Глобальная история материального сырья развивалась вместе с глобальной историей духовной работы. От Лютера до Сведенборга и от средневековых алхимиков до русских старообрядцев, религиозные мыслители и еретики были вовлечены в добычу, обработку и интерпретацию даров природы (см. главу 6). История ресурсов всегда была историей транспорта, путешествий и приключений; и ее культурные аспекты неотделимы от географических. От шелка до сахара, от пороха до нефти – многие из ресурсов, центральных для западной истории имели восточное происхождение. История природных ресурсов всегда была историей колониальных захватов, присвоения и эксплуатации.

Смысл моей книги не в том, чтобы дать редуцирующее объяснение человеческому опыту; наоборот, он в том, чтобы научиться различать партнеров в пшеничном зерне, конопляном волокне или куске угля. Эти частицы освоенной природы сложнее и разнообразнее, чем своенравие замечательных людей или унылая предсказуемость власти. Мир – это уникальное единство человека и природы; и раз уж изменить его не удалось, надо понять, как он устроен. В нашу мрачную эпоху это и есть задача Нового Просвещения.

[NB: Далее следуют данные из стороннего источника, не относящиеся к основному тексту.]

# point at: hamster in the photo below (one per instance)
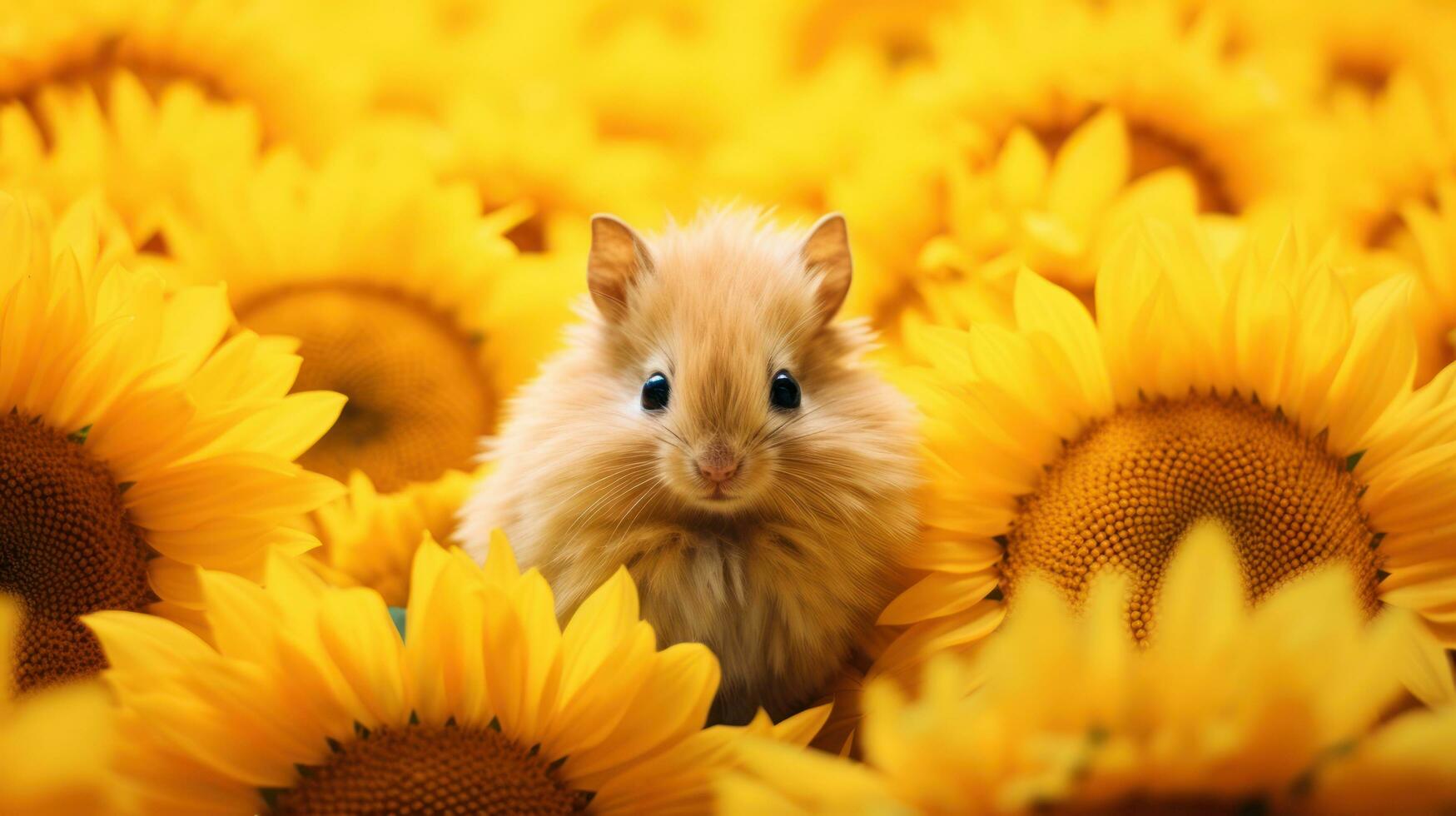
(711, 427)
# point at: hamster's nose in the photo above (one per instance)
(717, 471)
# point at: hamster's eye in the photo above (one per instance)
(654, 392)
(783, 392)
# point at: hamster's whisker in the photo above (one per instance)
(620, 485)
(801, 437)
(787, 423)
(616, 470)
(683, 446)
(632, 512)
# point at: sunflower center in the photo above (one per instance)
(431, 769)
(95, 69)
(1364, 73)
(1166, 806)
(418, 401)
(1126, 491)
(66, 550)
(1155, 151)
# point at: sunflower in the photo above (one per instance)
(1343, 47)
(1228, 710)
(1056, 120)
(1433, 235)
(256, 52)
(404, 297)
(370, 538)
(1055, 211)
(311, 703)
(58, 742)
(1392, 152)
(134, 442)
(1236, 382)
(137, 147)
(1051, 66)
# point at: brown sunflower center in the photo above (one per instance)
(431, 769)
(418, 400)
(95, 67)
(66, 550)
(1154, 149)
(1126, 491)
(1366, 73)
(1170, 806)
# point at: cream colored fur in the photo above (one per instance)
(781, 580)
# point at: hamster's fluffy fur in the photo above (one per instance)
(781, 580)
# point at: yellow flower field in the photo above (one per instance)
(1168, 289)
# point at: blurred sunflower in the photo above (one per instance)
(1433, 235)
(1341, 47)
(1391, 153)
(136, 443)
(311, 703)
(58, 744)
(1053, 64)
(1230, 710)
(256, 52)
(1056, 213)
(139, 149)
(1236, 382)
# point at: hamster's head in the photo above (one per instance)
(727, 378)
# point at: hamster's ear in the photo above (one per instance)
(616, 258)
(826, 251)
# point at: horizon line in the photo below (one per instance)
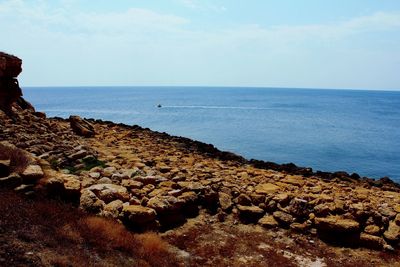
(211, 86)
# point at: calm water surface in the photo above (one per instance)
(329, 130)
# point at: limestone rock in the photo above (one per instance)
(268, 221)
(372, 241)
(244, 200)
(372, 230)
(392, 234)
(113, 209)
(138, 214)
(90, 202)
(10, 66)
(81, 126)
(283, 218)
(72, 186)
(266, 189)
(110, 192)
(165, 204)
(225, 201)
(32, 173)
(250, 213)
(337, 224)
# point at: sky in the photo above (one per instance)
(344, 44)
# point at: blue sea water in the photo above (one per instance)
(328, 130)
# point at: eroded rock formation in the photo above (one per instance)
(10, 92)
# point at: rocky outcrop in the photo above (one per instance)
(81, 126)
(10, 92)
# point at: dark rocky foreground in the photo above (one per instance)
(153, 181)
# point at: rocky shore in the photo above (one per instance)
(153, 181)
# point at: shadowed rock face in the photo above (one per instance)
(10, 92)
(10, 66)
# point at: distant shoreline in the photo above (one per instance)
(213, 87)
(289, 168)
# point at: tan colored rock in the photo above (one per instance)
(268, 221)
(90, 202)
(392, 234)
(165, 204)
(250, 213)
(32, 173)
(225, 201)
(131, 184)
(110, 192)
(267, 189)
(296, 180)
(72, 185)
(372, 230)
(372, 241)
(337, 224)
(283, 218)
(282, 198)
(81, 126)
(244, 200)
(113, 209)
(192, 186)
(138, 214)
(189, 197)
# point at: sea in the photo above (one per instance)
(328, 130)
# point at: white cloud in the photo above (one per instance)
(196, 4)
(142, 46)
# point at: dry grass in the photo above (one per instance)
(64, 236)
(19, 159)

Эпoxa Просвещения началась с катастрофы. Лиссабонское землетрясение 1755 года потрясло мир, заставив задуматься о природе зла. Среди выживших был герой романа Вольтера «Кандид, или Оптимизм». Милый юноша, он верил своему учителю Панглосу, лучшему философу Германии: «Доказано, что все таково, каким должно быть… Камни сотворены для того, чтобы строить из них замки… Свиньи созданы, чтобы их ели… Отдельные несчастья создают общее благо, так что чем больше таких несчастий, тем лучше», – говорил ему Панглос. Но тут учитель заболел сифилисом; хуже того, вместе с учеником он бежит в Лиссабон, где видит гибель 30 000 человек и сам попадает на эшафот. Потом Кандид очутился в заокеанской стране Эльдорадо: телеги там сделаны из золота, а из фонтанов течет ром. Вечный странник, Кандид бежит и оттуда, чтобы попасть в Суринам, голландскую колонию. Тут он знакомится с черным рабом с сахарной плантации: тот потерял руку, когда она попала в жернова, а потом пытался бежать и ему отрезали ногу, – «вот цена, которую мы платим за то, чтобы у вас в Европе был сахар». Он не знал слова «оптимизм», и Кандид объяснил ему: «Оптимизм – это страсть утверждать, что все хорошо, когда в действительности все плохо».